Juste un peu plus loin

Capture d’écran de «Dome Keeper», de Bippinbits
Photo: Raw Fury Capture d’écran de «Dome Keeper», de Bippinbits

Notre explorateur pénètre l’atmosphère d’une planète inconnue. Sa capsule brille d’un orange vif au moment où elle amorce sa descente. Elle touche terre violemment. Un dôme l’englobe : ce nouveau monde est hostile, il faudra le protéger. Il ne reste qu’à creuser.

Dome Keeper est le premier jeu complet du duo de développeurs allemands Bippinbits, des habitués des « game jams », ces séances de conception de jeu vidéo lors desquelles il faut improviser avec les moyens du bord et en un temps limité.

Dans cette version plus achevée de leur rogue-lite Dome Romantik (2021), on joue le rôle d’un mineur spatial à la recherche de ressources et de puissantes reliques anciennes. À mesure que l’on creuse sous notre dôme, on débloque de nouvelles améliorations pour notre astronaute et son habitat qu’il faut défendre contre des vagues d’ennemis extraterrestres.

Les ressources étant limitées, il faut faire des choix parfois difficiles : améliorer nos aptitudes de combat ou nos capacités d’exploitation ? Des choix qui, lorsqu’ils s’additionnent, arrivent souvent à plus que la somme de leur impact.

Par exemple, augmenter la vitesse de notre personnage n’est pas seulement bienvenu dans les phases d’exploration : cela permet aussi de revenir à notre base bien plus vite lorsque des hordes d’extraterrestres lui lancent l’assaut.

Dans une esthétique pixélisée magnifique et une trame sonore électro ambient, on s’est perdu dans de nombreuses sessions qui nous ont paru bien plus courtes qu’elles ne l’étaient vraiment. On termine le mode court en une quarantaine de minutes, le mode long, en environ deux heures. Battre le jeu permet de débloquer de nouveaux modes et d’acquérir des améliorations pour notre dôme, ce qui nous offre un bon sentiment de progression.
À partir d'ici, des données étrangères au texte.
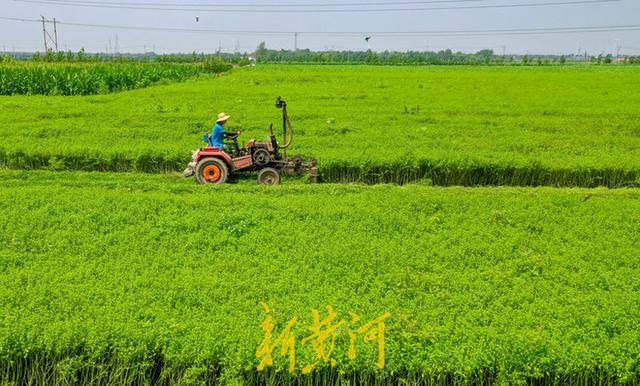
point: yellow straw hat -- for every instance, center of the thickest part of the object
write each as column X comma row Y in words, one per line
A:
column 222, row 117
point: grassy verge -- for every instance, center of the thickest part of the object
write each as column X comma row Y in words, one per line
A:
column 135, row 278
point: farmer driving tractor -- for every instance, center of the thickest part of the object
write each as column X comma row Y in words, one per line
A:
column 219, row 134
column 223, row 157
Dommage que Dome Keeper nous donne l’impression d’être un jeu en accès anticipé sans être vendu comme tel. Le jeu n’offre qu’une seule classe de personnages, les améliorations sont limitées et les modes aussi. Des mises à jour sont promises, mais un peu plus d’honnêteté aurait été appréciée.
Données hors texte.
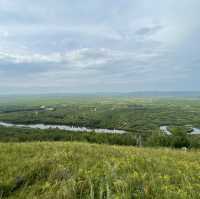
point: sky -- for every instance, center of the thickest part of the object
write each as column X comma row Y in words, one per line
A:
column 81, row 46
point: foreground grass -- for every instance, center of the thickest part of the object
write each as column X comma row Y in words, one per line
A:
column 77, row 170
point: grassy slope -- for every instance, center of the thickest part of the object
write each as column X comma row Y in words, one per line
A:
column 77, row 170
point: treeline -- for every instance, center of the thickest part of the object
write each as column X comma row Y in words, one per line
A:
column 157, row 139
column 29, row 135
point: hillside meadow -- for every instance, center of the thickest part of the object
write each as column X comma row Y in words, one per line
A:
column 80, row 170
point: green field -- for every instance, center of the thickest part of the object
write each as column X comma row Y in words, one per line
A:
column 143, row 115
column 54, row 163
column 76, row 170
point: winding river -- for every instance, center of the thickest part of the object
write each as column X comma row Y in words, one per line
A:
column 62, row 127
column 164, row 129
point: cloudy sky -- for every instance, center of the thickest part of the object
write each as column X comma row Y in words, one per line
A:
column 99, row 45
Reste qu’on a beaucoup aimé ce petit jeu indépendant, d’autant plus qu’on avait peu de temps devant nous pour jouer. Dans l’autobus, dans le métro, tard dans la nuit : on y a joué sur la Steam Deck pour décompresser ou pour mettre notre cerveau sur pause le temps d’un petit défi engageant sans être frustrant, même dans la défaite.
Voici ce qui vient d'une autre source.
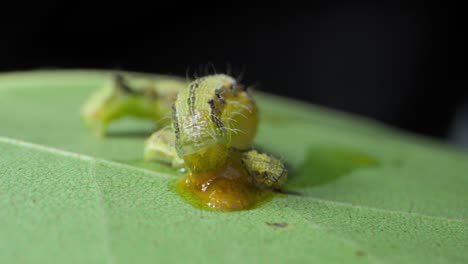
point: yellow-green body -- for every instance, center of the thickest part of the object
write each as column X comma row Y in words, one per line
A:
column 134, row 96
column 211, row 116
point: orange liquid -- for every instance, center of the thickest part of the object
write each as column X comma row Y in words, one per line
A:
column 226, row 189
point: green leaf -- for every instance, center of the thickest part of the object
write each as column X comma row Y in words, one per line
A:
column 359, row 192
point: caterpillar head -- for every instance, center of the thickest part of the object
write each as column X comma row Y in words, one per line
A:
column 115, row 100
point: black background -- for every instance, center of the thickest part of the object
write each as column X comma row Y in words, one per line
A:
column 395, row 63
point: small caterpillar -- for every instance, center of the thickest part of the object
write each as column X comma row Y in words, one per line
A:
column 211, row 116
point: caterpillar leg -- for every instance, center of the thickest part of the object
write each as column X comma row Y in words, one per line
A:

Celui-ci étant cantonné au PC, croisons-nous les doigts pour qu’une version console soit offerte prochainement : Dome Keeper mérite d’être mis entre les mains de plus de joueurs. À essayer.


Dome Keeper

★★★ 1/2

Conçu par Bippinbits et édité par Raw Fury. Offert sur PC seulement (Windows, macOS et Linux). Compatible avec la Steam Deck.